11. A double-clad optical fiber according to claim 1, in which the core member has a dual core structure with an inner core portion and an outer core portion surrounding the inner core portion.

12. A double-clad optical fiber according to claim 11, in which the inner core portion is undoped and the outer core portion is doped with rare earth elements.

13. A double-clad optical fiber according to claim 11, in which the outer core portion is undoped and the inner core portion is doped with rare earth elements.

14. A double-clad optical fiber according to claim 12, in which the outer core portion is photosensitive and a Bragg grating is inscribed thereon.

15. A double-clad optical fiber according to claim 1, in which the inner cladding member is made of pure silica or doped silica and has a lower index of refraction than the core member.

16. A double-clad optical fiber according to claim 15, in which the outer cladding is made of a polymer material and has a lower index of refraction than the inner cladding member.

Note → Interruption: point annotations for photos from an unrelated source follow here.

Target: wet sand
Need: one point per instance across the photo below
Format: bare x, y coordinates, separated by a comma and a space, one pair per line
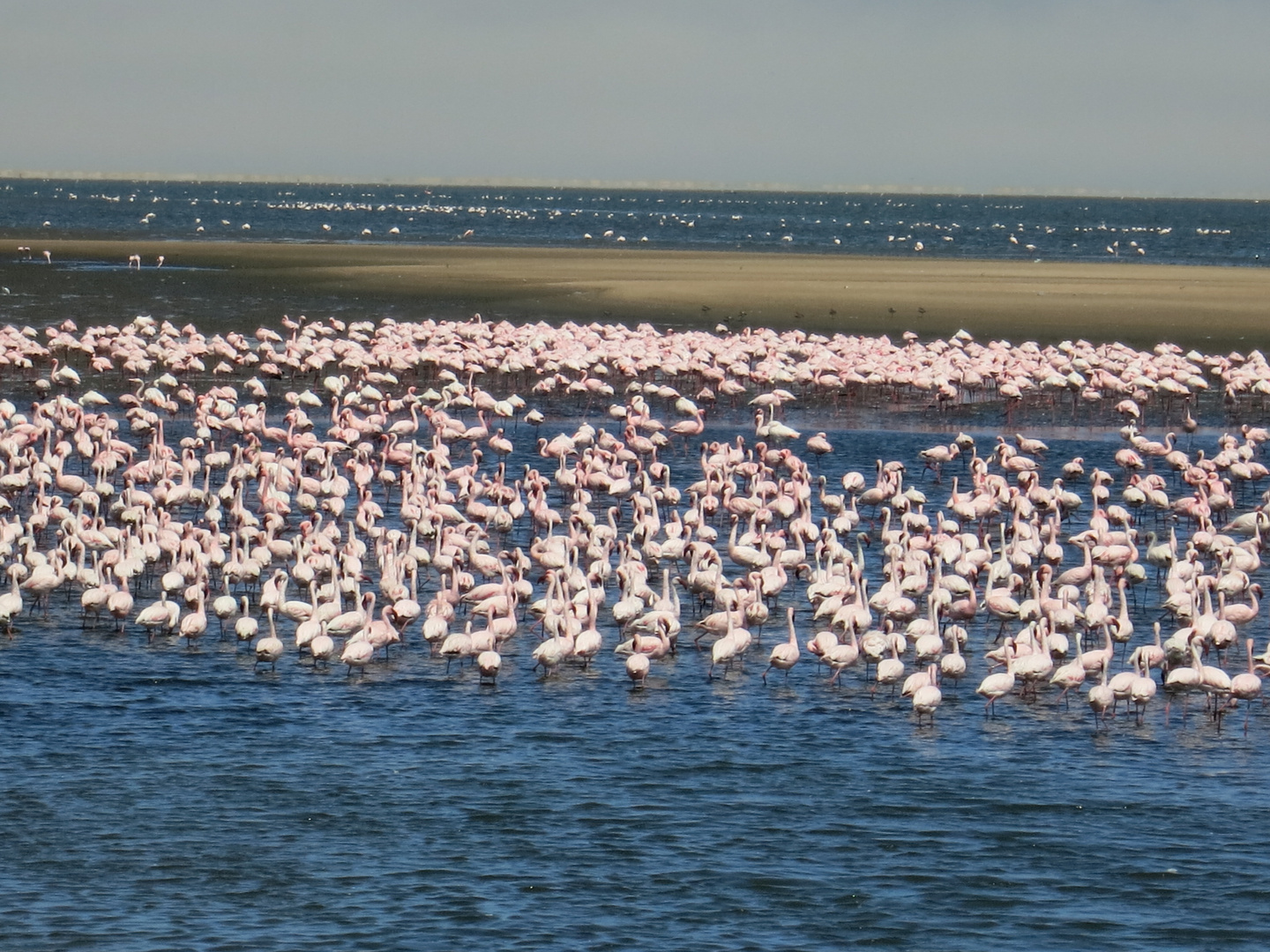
1131, 301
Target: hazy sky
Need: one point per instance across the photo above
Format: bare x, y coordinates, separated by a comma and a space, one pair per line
1124, 98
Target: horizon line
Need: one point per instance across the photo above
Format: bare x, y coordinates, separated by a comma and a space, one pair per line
641, 184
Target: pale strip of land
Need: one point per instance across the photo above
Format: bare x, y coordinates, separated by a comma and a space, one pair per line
1132, 301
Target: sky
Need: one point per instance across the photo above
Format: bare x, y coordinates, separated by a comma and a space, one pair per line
1131, 98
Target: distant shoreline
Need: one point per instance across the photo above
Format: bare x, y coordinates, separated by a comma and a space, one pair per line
1209, 308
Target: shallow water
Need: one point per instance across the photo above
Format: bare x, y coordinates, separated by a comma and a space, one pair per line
155, 796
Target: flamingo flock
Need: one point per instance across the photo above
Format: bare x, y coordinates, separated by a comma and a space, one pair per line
322, 494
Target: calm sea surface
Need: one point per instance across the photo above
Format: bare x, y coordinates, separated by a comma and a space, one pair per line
155, 796
960, 227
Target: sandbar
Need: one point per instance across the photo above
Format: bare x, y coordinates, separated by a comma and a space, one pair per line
1138, 302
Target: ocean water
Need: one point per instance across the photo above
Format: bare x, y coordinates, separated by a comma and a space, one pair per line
156, 796
1229, 233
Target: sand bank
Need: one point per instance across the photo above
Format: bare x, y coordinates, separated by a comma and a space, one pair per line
1132, 301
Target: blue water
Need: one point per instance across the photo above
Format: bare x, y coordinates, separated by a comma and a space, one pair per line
155, 796
158, 798
961, 227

17. A double-clad optical fiber comprising:

(a) a core member made of silica doped with at least one rare earth element providing an optical gain;

(b) an inner cladding member surrounding the core member and having an index of refraction lower than that of the core member, said inner cladding member also having a pentagonal or heptagonal cross-section; and

(c) an outer cladding surrounding the inner cladding member, said outer cladding being made of a polymer material and having an index of refraction lower than that of the inner cladding member.

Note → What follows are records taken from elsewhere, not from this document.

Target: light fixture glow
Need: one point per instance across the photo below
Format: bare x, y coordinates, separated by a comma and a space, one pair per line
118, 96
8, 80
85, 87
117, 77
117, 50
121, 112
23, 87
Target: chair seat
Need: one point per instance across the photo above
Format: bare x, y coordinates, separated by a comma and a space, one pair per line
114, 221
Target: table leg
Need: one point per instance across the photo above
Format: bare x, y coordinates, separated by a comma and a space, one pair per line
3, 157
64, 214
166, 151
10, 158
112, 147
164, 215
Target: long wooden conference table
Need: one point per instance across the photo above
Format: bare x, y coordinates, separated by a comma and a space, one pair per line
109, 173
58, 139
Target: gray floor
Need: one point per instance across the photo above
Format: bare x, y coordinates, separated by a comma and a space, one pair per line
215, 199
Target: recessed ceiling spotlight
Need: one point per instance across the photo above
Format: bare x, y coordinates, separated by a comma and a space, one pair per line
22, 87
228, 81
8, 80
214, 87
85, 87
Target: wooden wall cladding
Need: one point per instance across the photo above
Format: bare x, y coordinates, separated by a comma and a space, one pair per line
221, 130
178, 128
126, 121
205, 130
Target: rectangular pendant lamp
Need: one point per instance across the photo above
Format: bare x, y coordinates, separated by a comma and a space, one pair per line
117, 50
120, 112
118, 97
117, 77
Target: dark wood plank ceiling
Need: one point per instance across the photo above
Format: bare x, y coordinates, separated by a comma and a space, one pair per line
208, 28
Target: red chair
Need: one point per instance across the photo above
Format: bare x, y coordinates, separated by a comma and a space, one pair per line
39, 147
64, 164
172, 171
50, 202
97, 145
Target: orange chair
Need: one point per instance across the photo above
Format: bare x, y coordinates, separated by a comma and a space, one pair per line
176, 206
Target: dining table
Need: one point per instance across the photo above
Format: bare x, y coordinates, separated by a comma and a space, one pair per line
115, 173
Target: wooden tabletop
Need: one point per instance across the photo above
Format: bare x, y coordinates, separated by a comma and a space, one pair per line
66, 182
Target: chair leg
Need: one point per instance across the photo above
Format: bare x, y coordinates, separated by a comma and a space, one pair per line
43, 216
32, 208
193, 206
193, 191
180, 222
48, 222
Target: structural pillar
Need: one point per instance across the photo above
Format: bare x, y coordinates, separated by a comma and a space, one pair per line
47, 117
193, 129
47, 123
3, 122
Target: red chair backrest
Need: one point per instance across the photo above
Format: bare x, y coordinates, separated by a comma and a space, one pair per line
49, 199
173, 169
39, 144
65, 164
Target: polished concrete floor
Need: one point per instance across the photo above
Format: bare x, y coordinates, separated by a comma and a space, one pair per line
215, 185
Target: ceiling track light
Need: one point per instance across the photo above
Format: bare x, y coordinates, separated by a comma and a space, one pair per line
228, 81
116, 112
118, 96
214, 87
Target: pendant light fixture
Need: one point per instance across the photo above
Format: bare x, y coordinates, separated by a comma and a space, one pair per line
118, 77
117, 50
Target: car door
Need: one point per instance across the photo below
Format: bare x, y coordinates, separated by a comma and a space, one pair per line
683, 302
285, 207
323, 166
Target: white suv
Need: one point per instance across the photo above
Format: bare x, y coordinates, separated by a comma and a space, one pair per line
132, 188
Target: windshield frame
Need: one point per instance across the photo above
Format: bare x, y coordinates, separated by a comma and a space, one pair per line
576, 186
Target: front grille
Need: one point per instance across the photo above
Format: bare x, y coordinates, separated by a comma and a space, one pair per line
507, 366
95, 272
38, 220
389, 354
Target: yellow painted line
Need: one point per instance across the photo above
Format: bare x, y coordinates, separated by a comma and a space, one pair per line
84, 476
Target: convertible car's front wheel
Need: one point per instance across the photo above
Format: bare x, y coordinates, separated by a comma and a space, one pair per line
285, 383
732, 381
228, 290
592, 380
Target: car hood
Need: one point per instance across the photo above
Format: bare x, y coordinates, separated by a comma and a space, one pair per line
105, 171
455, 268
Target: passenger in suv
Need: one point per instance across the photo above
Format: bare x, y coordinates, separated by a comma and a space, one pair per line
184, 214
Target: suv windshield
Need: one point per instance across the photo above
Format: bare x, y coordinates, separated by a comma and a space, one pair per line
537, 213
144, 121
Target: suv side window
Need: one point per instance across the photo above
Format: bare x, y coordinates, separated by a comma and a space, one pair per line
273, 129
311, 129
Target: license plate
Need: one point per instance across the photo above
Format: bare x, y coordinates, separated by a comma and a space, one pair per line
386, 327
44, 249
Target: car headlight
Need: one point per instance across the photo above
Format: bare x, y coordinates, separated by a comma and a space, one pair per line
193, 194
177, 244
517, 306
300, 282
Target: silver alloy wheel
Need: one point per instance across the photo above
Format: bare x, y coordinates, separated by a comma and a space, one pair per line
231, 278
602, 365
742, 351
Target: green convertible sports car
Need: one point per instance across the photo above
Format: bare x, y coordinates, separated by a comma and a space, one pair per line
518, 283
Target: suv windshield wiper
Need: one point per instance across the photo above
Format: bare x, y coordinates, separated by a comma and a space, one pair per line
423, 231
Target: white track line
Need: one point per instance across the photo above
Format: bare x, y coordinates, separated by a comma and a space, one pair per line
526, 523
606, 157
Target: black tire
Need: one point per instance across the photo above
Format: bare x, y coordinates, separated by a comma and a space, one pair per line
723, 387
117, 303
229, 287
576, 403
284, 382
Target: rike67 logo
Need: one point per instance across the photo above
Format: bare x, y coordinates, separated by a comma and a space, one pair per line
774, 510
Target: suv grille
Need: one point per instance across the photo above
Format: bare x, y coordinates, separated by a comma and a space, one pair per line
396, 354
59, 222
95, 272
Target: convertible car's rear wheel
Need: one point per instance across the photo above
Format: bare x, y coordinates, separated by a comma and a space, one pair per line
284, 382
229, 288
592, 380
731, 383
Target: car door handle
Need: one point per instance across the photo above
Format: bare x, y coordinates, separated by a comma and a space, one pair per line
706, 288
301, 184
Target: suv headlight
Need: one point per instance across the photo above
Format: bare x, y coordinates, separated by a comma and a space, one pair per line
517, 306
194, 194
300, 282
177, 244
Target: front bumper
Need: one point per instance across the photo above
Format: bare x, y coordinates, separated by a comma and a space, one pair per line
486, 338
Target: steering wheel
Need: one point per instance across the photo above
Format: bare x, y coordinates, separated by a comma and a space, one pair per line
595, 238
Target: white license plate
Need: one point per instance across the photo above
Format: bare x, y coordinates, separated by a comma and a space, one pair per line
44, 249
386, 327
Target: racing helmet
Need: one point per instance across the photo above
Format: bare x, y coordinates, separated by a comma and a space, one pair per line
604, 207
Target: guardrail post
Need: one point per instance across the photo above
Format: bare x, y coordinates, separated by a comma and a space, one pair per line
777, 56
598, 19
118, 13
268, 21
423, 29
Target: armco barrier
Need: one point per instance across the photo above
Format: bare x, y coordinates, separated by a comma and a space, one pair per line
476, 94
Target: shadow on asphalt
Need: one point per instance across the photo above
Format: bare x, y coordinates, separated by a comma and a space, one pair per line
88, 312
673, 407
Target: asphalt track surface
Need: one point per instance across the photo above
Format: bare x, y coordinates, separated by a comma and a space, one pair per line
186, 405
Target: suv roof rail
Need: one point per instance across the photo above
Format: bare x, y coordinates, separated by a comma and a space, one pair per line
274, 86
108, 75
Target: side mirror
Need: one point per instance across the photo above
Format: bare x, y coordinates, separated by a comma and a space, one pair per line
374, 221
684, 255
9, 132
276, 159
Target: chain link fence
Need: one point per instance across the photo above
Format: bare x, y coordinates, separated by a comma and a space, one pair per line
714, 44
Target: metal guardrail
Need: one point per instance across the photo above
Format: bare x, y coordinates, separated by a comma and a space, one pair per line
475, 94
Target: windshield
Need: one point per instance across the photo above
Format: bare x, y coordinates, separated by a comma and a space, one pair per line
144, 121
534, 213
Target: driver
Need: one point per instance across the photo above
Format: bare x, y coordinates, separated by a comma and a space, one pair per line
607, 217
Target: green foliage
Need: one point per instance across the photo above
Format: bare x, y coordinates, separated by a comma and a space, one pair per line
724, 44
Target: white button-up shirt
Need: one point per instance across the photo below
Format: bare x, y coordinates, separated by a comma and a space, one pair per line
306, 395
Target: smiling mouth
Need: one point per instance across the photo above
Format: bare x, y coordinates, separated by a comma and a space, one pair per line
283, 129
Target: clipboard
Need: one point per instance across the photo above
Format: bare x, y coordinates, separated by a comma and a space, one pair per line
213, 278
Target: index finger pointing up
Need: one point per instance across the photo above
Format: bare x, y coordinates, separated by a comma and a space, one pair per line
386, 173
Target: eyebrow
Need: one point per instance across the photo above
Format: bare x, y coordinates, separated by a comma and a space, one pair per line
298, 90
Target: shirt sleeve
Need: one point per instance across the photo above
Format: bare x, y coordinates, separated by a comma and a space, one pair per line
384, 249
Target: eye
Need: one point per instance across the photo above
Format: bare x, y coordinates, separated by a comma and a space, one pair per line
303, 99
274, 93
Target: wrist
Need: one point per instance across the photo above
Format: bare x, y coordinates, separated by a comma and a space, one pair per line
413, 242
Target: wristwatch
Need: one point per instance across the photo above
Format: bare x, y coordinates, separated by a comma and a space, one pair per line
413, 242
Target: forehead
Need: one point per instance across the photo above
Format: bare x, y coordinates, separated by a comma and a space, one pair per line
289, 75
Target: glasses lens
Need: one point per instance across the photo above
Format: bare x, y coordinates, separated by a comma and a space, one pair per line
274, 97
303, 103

18. A double-clad optical fiber according to claim 17, in which the core member is located at the center or off-center of the fiber.

19. A double-clad optical fiber according to claim 17, in which the core member has a dual structure with an inner core portion and an outer core portion surrounding the inner core portion.

20. A double-clad optical fiber according to claim 17, further comprising stress field portions within the inner cladding.